Thursday, December 6, 2012

HP ProLiant DL380p Gen8: The Good, Bad and Not-So Ugly

Continuing with our review of the latest product generations, this week we are going to take a hard look at the HP ProLiant DL380p Gen8 rack server.  The design of the server differs drastically from the HP ProLiant DL380 G7, with the power supply being the sole shared component. HP has stated that these changes were made based off of customer feedback that they received on the G7.

While this may certainly be true, and the new LRDIMM’s definitely offer faster memory speed and doubled capacity (all the way up to 768GB!), it will cause some difficulties for customers who are used to working off of a G6 and G7 built-up supply of spares that will not be usable with the DL380p Gen8. And Gen8 servers can be incompatible with some datacenter OS's because they only run Windows 2008R2 and above.

Other generational changes that the HP DL380p Gen8 server has delivered include the Intel Xeon E5 processor family. As a brand, spanking new processor, the Intel Xeon E5 offers performance boosts, and advanced features such as reduced I/O network latency and increased energy efficiency. Another generational change includes the new HP Integrated Lights Out 4 (iLO 4). With iLO 4, the HP DL380p Gen8 server comes equipped with new automated capabilities including HP Agentless Management, HP Active Health System and HP Sea of Sensors 3D. Also, the new FlexLOM modules that the DL380p Gen8 offers is a much improved alternative when it comes to dealing with LAN on the motherboard.
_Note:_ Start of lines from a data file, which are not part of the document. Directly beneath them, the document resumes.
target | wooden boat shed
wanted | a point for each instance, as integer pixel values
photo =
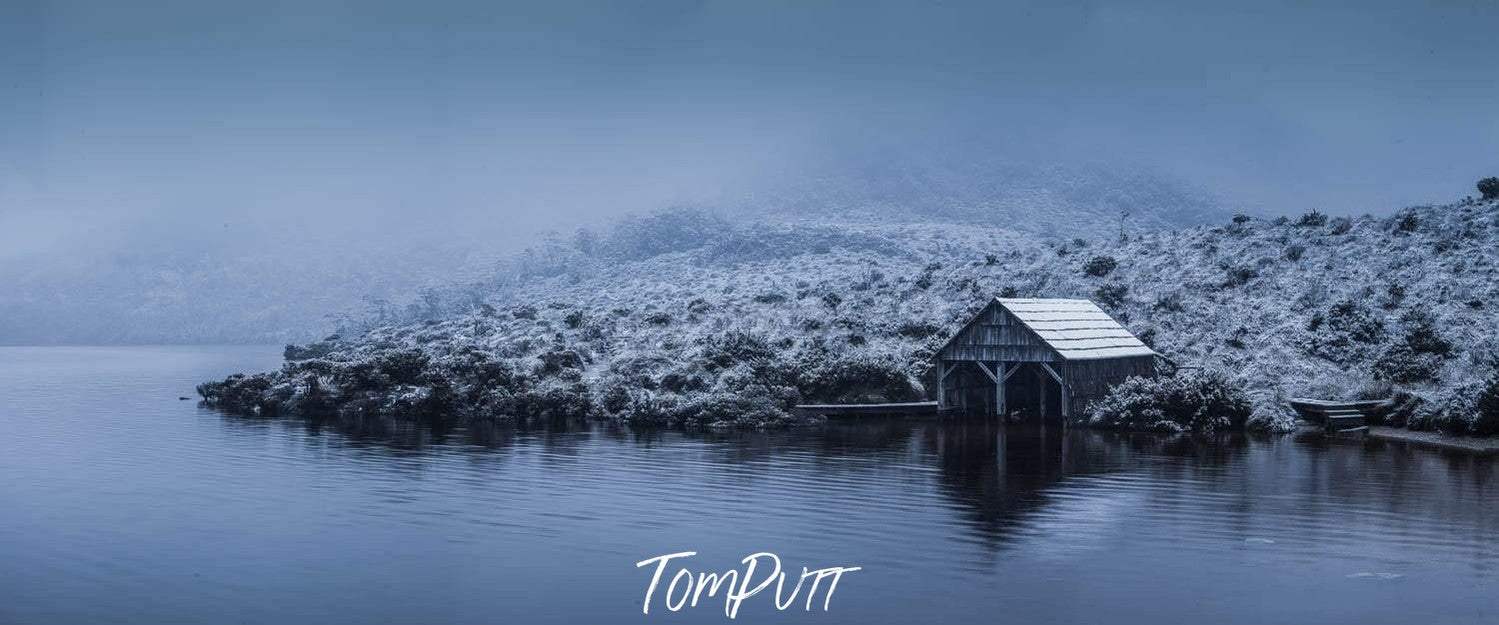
(1036, 357)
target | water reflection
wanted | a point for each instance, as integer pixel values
(113, 490)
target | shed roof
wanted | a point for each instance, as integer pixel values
(1075, 328)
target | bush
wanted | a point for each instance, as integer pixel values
(1486, 423)
(1345, 331)
(1111, 296)
(1489, 188)
(1312, 219)
(1238, 276)
(1099, 266)
(1400, 364)
(1187, 402)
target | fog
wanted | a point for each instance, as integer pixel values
(453, 132)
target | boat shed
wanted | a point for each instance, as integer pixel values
(1036, 357)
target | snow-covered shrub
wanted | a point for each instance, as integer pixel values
(1238, 275)
(1099, 266)
(317, 349)
(1313, 219)
(1486, 421)
(1186, 402)
(1345, 331)
(1489, 188)
(1417, 357)
(1111, 296)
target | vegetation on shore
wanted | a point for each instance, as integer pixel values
(687, 318)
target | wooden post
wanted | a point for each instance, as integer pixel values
(1041, 379)
(999, 390)
(942, 385)
(1062, 387)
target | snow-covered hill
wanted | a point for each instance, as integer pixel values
(690, 318)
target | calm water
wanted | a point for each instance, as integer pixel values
(122, 504)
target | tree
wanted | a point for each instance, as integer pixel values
(1489, 188)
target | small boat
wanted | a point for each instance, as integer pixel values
(1337, 417)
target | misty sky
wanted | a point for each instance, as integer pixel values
(129, 122)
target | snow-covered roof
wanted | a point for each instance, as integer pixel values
(1075, 328)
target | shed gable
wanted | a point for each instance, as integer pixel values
(1035, 330)
(996, 334)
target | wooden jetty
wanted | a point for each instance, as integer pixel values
(1336, 417)
(870, 409)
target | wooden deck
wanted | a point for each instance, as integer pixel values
(1336, 417)
(870, 409)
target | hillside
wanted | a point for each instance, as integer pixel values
(691, 319)
(197, 281)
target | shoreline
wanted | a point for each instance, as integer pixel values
(1474, 444)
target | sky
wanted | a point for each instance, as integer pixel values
(158, 122)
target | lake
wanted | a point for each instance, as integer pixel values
(122, 504)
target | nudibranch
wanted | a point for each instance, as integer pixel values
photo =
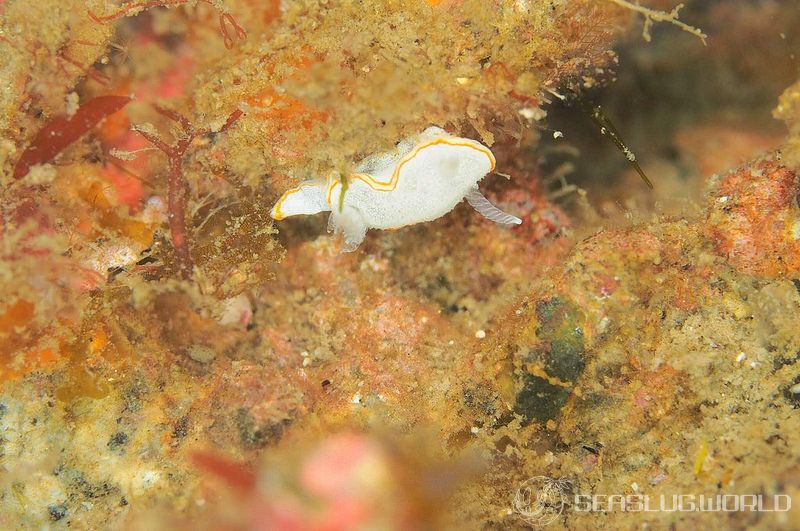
(421, 180)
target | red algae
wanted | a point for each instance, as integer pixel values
(171, 357)
(60, 132)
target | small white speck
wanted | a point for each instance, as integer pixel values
(149, 478)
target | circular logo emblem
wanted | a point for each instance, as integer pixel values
(541, 499)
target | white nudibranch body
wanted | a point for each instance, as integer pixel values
(421, 180)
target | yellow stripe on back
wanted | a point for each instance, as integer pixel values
(381, 186)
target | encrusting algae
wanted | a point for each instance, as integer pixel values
(170, 357)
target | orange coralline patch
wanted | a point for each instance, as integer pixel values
(281, 110)
(655, 396)
(754, 219)
(18, 315)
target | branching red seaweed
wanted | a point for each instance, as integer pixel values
(134, 8)
(176, 187)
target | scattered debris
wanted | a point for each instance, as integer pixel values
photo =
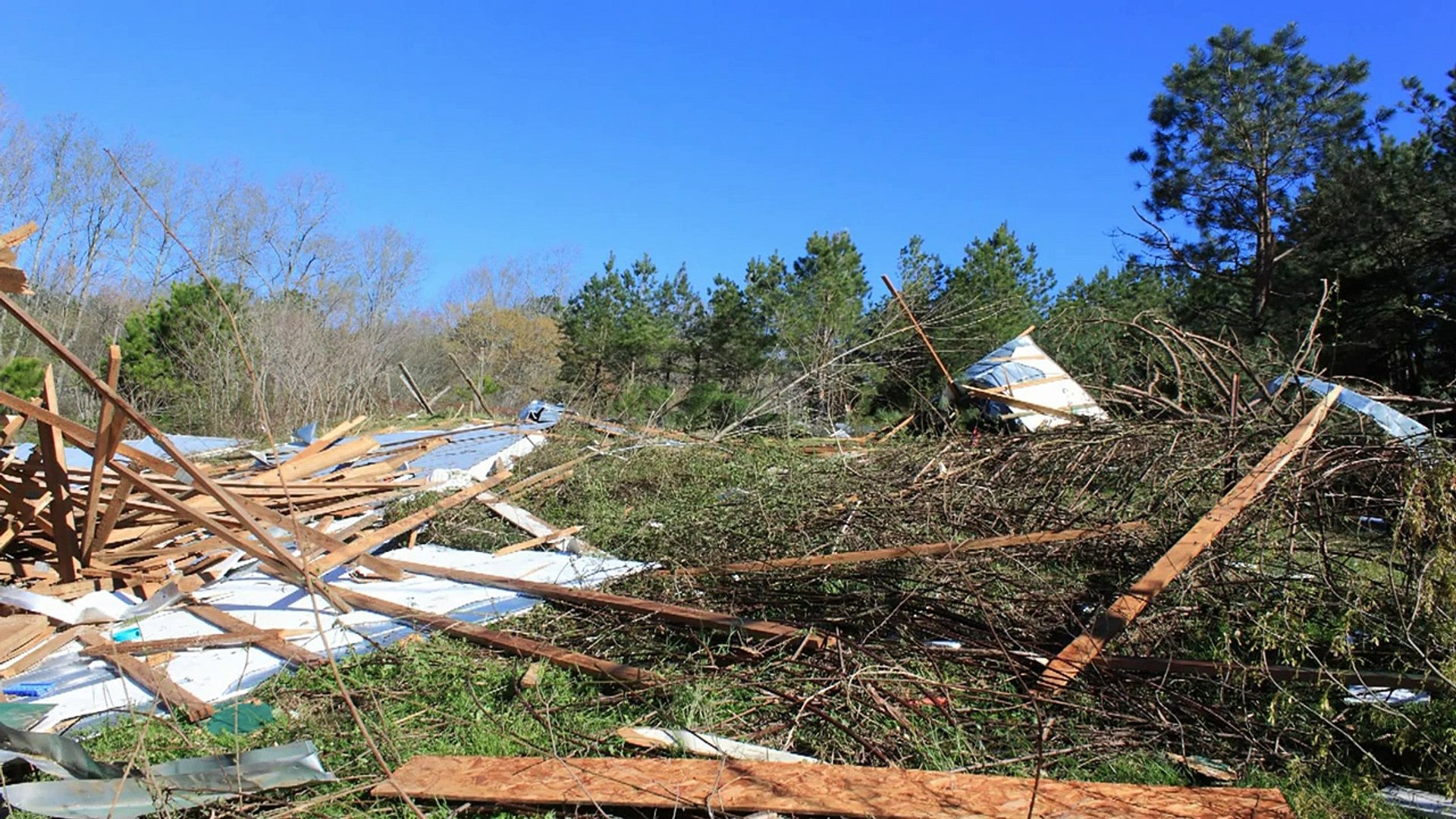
(826, 790)
(707, 745)
(171, 786)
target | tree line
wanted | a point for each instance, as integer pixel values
(1276, 203)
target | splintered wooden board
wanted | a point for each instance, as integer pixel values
(821, 790)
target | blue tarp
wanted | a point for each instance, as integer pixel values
(1400, 426)
(998, 371)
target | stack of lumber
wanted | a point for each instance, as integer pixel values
(134, 521)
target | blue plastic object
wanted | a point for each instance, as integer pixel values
(30, 689)
(126, 634)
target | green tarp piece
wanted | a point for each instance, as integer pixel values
(184, 783)
(55, 754)
(240, 717)
(22, 714)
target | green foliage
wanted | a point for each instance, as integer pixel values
(22, 376)
(996, 292)
(181, 346)
(736, 333)
(1091, 324)
(1379, 228)
(628, 324)
(823, 297)
(710, 406)
(1238, 131)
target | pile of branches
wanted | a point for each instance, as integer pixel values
(1247, 657)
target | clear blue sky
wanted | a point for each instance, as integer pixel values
(699, 133)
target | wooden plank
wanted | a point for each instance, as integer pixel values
(105, 433)
(386, 534)
(590, 598)
(507, 643)
(270, 642)
(533, 542)
(12, 426)
(14, 280)
(172, 645)
(1012, 401)
(315, 447)
(296, 573)
(1071, 661)
(53, 465)
(300, 468)
(517, 516)
(316, 539)
(17, 235)
(733, 786)
(18, 632)
(414, 390)
(469, 382)
(178, 700)
(44, 651)
(83, 438)
(915, 551)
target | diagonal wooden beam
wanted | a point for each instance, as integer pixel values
(913, 551)
(204, 483)
(386, 534)
(270, 642)
(99, 458)
(590, 598)
(503, 642)
(177, 698)
(53, 466)
(1088, 646)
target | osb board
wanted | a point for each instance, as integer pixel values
(823, 790)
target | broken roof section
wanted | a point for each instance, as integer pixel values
(1401, 428)
(1022, 371)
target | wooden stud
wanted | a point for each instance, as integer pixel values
(733, 786)
(509, 643)
(590, 598)
(270, 642)
(177, 698)
(1071, 661)
(915, 551)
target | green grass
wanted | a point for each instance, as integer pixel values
(883, 698)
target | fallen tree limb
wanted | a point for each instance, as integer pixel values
(733, 786)
(918, 551)
(1071, 661)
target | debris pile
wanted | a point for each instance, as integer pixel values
(1178, 585)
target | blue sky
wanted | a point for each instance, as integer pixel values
(699, 133)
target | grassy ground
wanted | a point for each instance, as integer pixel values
(1291, 585)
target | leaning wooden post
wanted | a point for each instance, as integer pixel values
(1071, 661)
(949, 379)
(297, 573)
(414, 390)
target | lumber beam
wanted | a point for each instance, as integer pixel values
(178, 700)
(1071, 661)
(734, 786)
(538, 541)
(201, 480)
(275, 556)
(386, 534)
(270, 642)
(915, 551)
(53, 466)
(313, 447)
(108, 435)
(590, 598)
(507, 643)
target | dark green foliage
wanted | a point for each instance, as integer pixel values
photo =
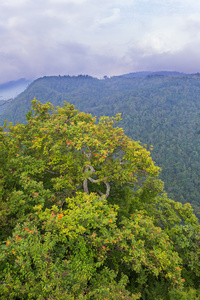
(157, 110)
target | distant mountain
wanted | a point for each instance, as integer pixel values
(11, 89)
(159, 73)
(162, 110)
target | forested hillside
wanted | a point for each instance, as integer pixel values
(162, 111)
(83, 215)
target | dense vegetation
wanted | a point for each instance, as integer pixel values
(84, 215)
(162, 111)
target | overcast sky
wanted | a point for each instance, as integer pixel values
(97, 37)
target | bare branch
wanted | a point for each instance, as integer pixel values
(85, 183)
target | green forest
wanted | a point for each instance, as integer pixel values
(160, 110)
(84, 214)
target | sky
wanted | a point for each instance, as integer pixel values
(97, 37)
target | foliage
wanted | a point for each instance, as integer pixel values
(84, 216)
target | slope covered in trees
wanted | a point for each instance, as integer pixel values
(162, 111)
(84, 216)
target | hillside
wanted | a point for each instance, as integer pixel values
(158, 110)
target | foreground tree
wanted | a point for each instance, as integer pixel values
(83, 215)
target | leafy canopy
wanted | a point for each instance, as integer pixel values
(84, 216)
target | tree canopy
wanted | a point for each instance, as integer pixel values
(84, 215)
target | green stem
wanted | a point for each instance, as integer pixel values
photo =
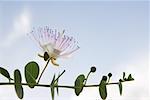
(87, 78)
(43, 71)
(60, 86)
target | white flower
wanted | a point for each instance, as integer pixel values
(56, 44)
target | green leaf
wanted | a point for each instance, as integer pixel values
(79, 83)
(31, 73)
(103, 89)
(120, 87)
(130, 77)
(18, 86)
(5, 73)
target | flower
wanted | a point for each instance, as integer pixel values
(53, 42)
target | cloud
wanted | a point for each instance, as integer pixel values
(20, 27)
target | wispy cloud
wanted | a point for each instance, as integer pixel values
(20, 26)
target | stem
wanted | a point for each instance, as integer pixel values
(87, 78)
(60, 86)
(43, 71)
(59, 76)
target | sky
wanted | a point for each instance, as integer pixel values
(112, 35)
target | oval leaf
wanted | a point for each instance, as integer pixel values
(79, 83)
(31, 73)
(18, 86)
(120, 87)
(5, 73)
(103, 89)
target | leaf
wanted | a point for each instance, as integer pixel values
(5, 73)
(79, 83)
(46, 56)
(103, 89)
(120, 87)
(31, 73)
(18, 86)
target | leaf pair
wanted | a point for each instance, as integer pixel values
(31, 73)
(79, 84)
(102, 88)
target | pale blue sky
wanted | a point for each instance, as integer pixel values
(112, 35)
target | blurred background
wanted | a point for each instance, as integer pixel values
(113, 36)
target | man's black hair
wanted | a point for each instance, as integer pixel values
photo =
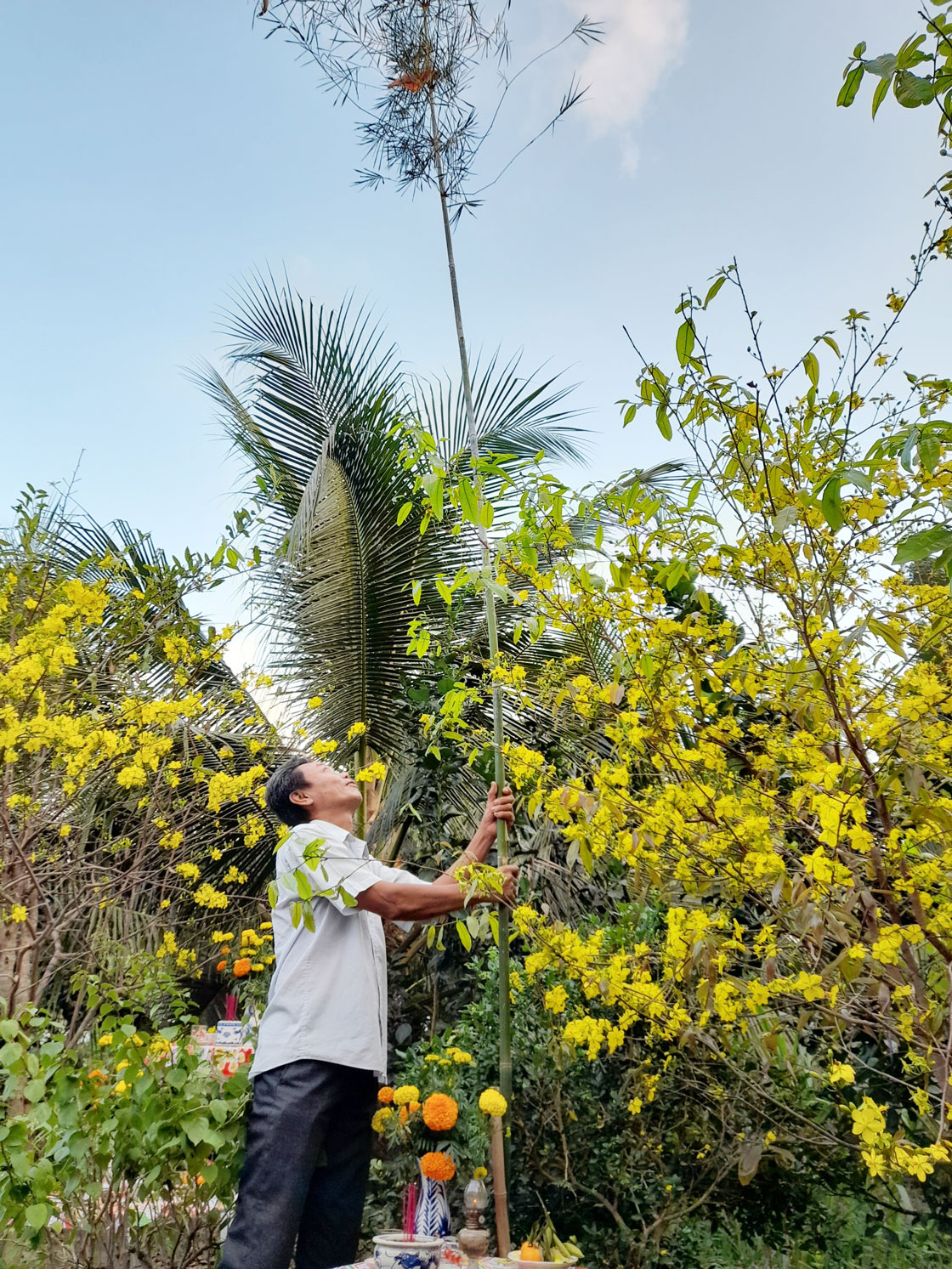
(282, 783)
With all of the new advanced features and the overhaul when it comes to system design, the HP ProLiant DL380 Gen8 may be an intimidating leap to make. But the field serviceability of the Gen8 server is actually pretty simplified with the new levels of automation it offers, easing the load of any datacenter management chores. So when it comes to performance, it’s no contest between the Gen8 and G7, but when it comes to being the right fit for your datacenter, it’s totally dependent on your set-up.